Saturday, April 20, 2024

Bush's errors as president call for impeachment proceedings

It seems like a lifetime ago that George W. Bush was installed as president by a 5-4 Supreme Court ruling, but only a little more than six short years have passed since that fateful decision.

In just six years, Bush turned a record budget surplus into a record deficit.

He took our national reputation from an unprecedented high after the Sept. 11, 2001, terrorist attacks to an unprecedented low, a downward slide that has been mirrored by his approval ratings.

He has repeatedly asserted the authority to operate without oversight and ignore laws and judicial rulings with wild abandon.

He has conducted domestic surveillance of American citizens without warrants, in violation of federal law and the Constitution. He has repeatedly admitted this crime, even bragged about it, on national television.

He facilitated the use of torture in Iraq, Guantanamo Bay and elsewhere, in violation of both American and international law. His administration regards the Geneva Conventions as "quaint."

He has waged a reckless and expensive war in Iraq that has killed hundreds of thousands and breeded a new generation of terrorists on the basis of deliberately misleading and fabricated intelligence.

The Bush presidency has been an uninterrupted parade of disaster. Just when you think he's sunk as low as possible, he sinks even lower. And just as you think he's finally learned his lesson, he goes and makes the same mistakes again.

This administration clearly has no intention of changing its ways. Pleas from the public, from the Democrats, from the courts, from academia, from the international community and even from within the Republican Party, fall on deaf ears.

Nothing short of drastic measures will stop this power-mad lunatic from further eroding the very foundation of our republic. When a president habitually violates the law, the Constitution and his Oath of Office, only one responsible option is left: Impeachment.

Some Democrats have shied away from discussing impeachment. Nancy Pelosi and Harry Reid both said impeachment is "off the table." Some who seemed to favor impeachment in the past, such as John Conyers, have backed off that stance as of lately. Impeachment, their strategists tell them, would be viewed by the public as overly partisan and hurt their chances in the 2008 elections.

This argument is not only spineless, but faulty. It only holds up if one uses the impeachment of Bill Clinton as a model.

The Clinton impeachment was carried out by a highly partisan Republican Congress that was hell-bent on destroying him from day one. Clinton was impeached for lying under oath about sex — hardly a constitutional crisis. All votes fell largely on party lines.

Throughout the whole fiasco, 60 percent to 70 percent of the public opposed impeachment and saw it as a partisan hit.
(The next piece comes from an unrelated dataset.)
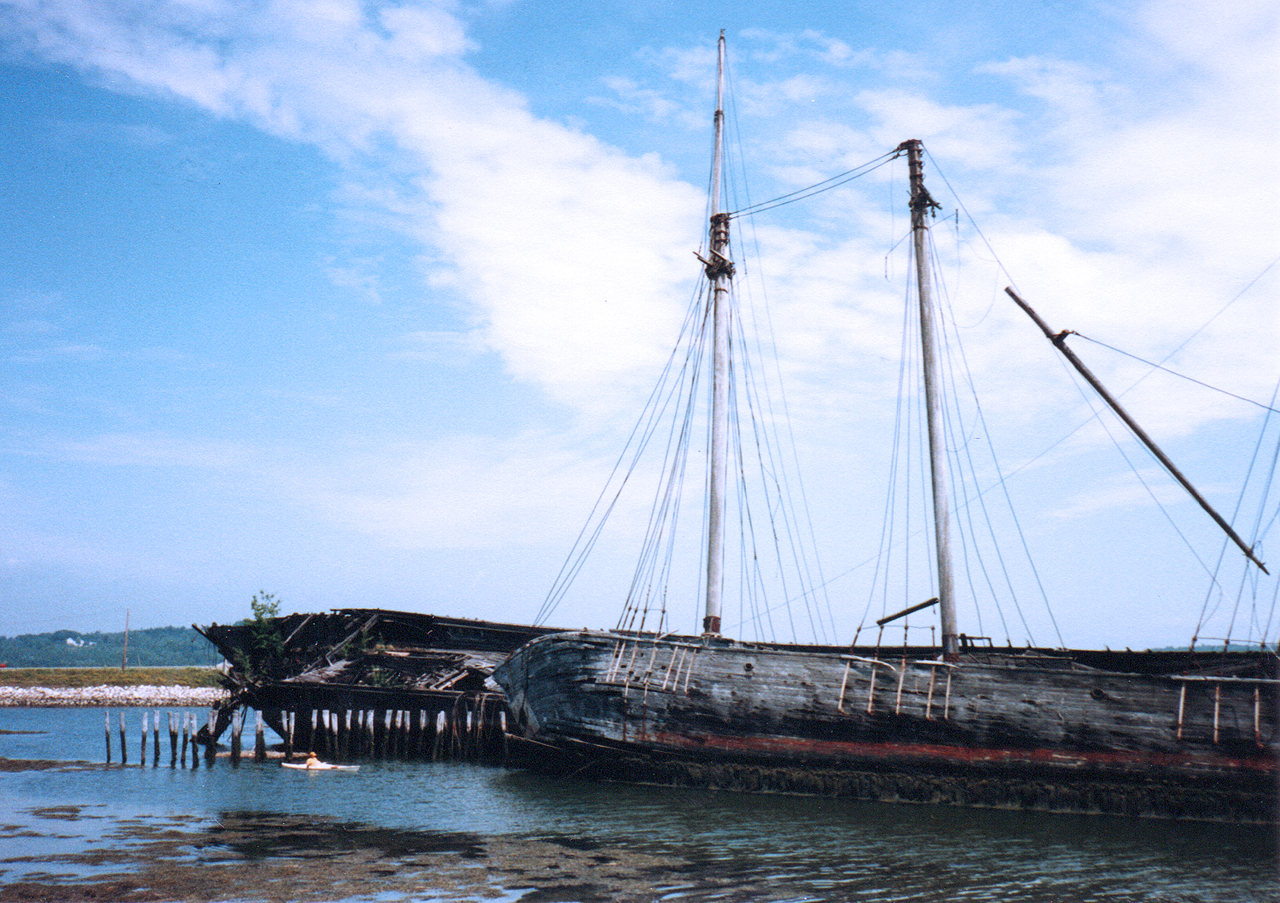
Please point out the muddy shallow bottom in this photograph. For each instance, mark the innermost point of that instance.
(73, 828)
(263, 856)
And yes — the Republicans were hurt in the polls in the 1998 midterm elections, but that's what happens when you waste 80 million of the taxpayers' dollars on a witch hunt.

The model should be Richard Nixon:

The Nixon impeachment hearings began in early May 1974 in the House Judiciary Committee, which adopted three articles of impeachment in late July, on a bipartisan basis, and recommended them back to the House for a final vote.

Nixon, advised by top Republicans that Congress was likely to impeach and remove him from office, resigned in August before the articles could come to a vote in the House. The shockwaves of the whole affair cost the Republicans elections for the rest of the decade.

Had Nixon not fallen on his sword, he would have been charged with unlawful entry, obstruction of justice, illegal surveillance of American citizens and disobeying subpoenas. Bush's crimes far surpass these charges.

According to a Newsweek poll from October, 51 percent of Americans consider impeachment a priority for Congress — and that was taken before any investigations into this administration's failures had even begun. With new evidence of wrongdoing exposed every day, support for impeachment can only grow.

Time is of the essence: Every day this dangerously incompetent and criminal administration is allowed to be in power is a day closer to the next disaster. As has been demonstrated during the past six years, with these people in charge, anything can happen.

The impeachment discussion needs to begin now — not only so this administration can be stopped, but also to set an example for future administrations that such behavior will not be tolerated by freedom-loving people.